Die (vaak oudere) mannen leven voort in geschriften of op foto’s, hebben zelfs hier een daar nog een straat naar zich genoemd en blijven het voorwerp van herdenkingen en biografieën. Dat is niet het geval met wat datzelfde cliché doorgaans omschreef als de ‘kleine garnalen’, het anonieme voetvolk van de collaboratie, dat het kleine werk deed, vaak ook het vuile werk en soms het gevaarlijkste, bijvoorbeeld door in Duits uniform aan het Oostfront te gaan vechten.

Die ‘gewone’ collaborateurs verdwenen veelal in de statistieken van de naoorlogse repressie. Dat is de eerste verdienste van de historica Aline Sax: dat ze hen een profiel geeft in haar studie Voor Vlaanderen, volk en Führer. Sax zocht uit wie deze collaborateurs waren en wat deze vaak jonge mensen ertoe had gebracht om in de collaboratie te stappen. Dat deed ze via hun naoorlogse strafdossier en een analyse van hun correspondentie van toen, voor zo ver die voorhanden was.

Druk

‘Gaat recht uwen weg als trouwen soldaat van de Germaansche gemeenschap,’ schreef Octaaf T. aan zijn zoon André. ‘Wees fier en trots te mogen dienen in het grootste en heldhaftigste leger ter wereld.’ Hierin komen al twee elementen aan het licht die André naar het Oostfront duwden: een ideologische overtuiging, versterkt door familiale druk. Vader Octaaf, een beroepsmilitair, was dan ook fervent Nieuwe Orde-gezind, genoot van de macht die zijn Duitsgezindheid hem tijdens de bezetting bezorgde, aarzelde niet om medeburgers met verklikking te bedreigen en duwde zijn kinderen, al dan niet tegen hun zin, hetzelfde pad op.

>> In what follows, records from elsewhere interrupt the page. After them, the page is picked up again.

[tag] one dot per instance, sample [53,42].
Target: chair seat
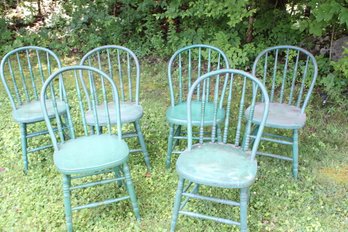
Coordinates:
[281,116]
[220,165]
[178,114]
[31,112]
[90,153]
[130,112]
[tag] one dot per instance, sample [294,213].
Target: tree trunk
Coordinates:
[39,13]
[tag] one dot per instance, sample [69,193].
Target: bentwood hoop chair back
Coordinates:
[184,68]
[122,65]
[225,163]
[80,153]
[289,74]
[23,72]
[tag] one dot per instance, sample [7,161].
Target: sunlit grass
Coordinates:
[316,202]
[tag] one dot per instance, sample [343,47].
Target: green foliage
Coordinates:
[334,78]
[155,29]
[316,202]
[325,15]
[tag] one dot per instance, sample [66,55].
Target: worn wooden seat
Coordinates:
[282,116]
[82,153]
[216,163]
[185,66]
[90,154]
[23,72]
[122,65]
[289,74]
[219,165]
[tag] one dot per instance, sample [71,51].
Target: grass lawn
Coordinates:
[318,201]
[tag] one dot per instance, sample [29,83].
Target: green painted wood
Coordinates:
[282,116]
[294,71]
[184,68]
[217,165]
[89,154]
[123,67]
[84,153]
[220,164]
[23,72]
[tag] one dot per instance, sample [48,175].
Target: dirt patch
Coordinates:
[339,175]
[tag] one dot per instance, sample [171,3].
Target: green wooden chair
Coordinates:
[289,74]
[23,72]
[184,67]
[219,164]
[81,154]
[122,65]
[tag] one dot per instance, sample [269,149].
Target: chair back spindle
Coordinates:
[289,73]
[231,91]
[84,87]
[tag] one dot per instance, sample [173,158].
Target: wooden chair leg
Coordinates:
[142,144]
[177,203]
[131,191]
[244,198]
[170,146]
[117,174]
[295,154]
[67,201]
[23,128]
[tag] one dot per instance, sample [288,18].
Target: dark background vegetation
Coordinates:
[155,29]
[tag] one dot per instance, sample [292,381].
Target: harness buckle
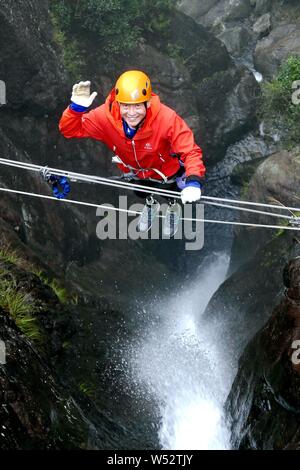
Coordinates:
[295,221]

Dat laatste deed ook Emiel M., een van de eerste Oostfronters, maar dan al wat kinderachtiger en pesterig. Hij liet zijn kinderen in paradepas lopen en Sieg Heil! en Heil Hitler! roepen, en zette hen ertoe aan om bij de buren hakenkruizen op de deur te kladden. Je had ze in soorten.

De titel Voor Vlaanderen, volk en Führer past eigenlijk niet goed bij Aline Sax’ resultaten. De enkele honderden van wie ze het dossier onderzocht, lieten zich immers vooral drijven door ideologische motieven, door, zoals dat tegenwoordig zou heten, extreemrechtse en antidemocratische politieke opvattingen. Kortom, door ‘Führer’ en veel minder door ‘volk en Vlaanderen’.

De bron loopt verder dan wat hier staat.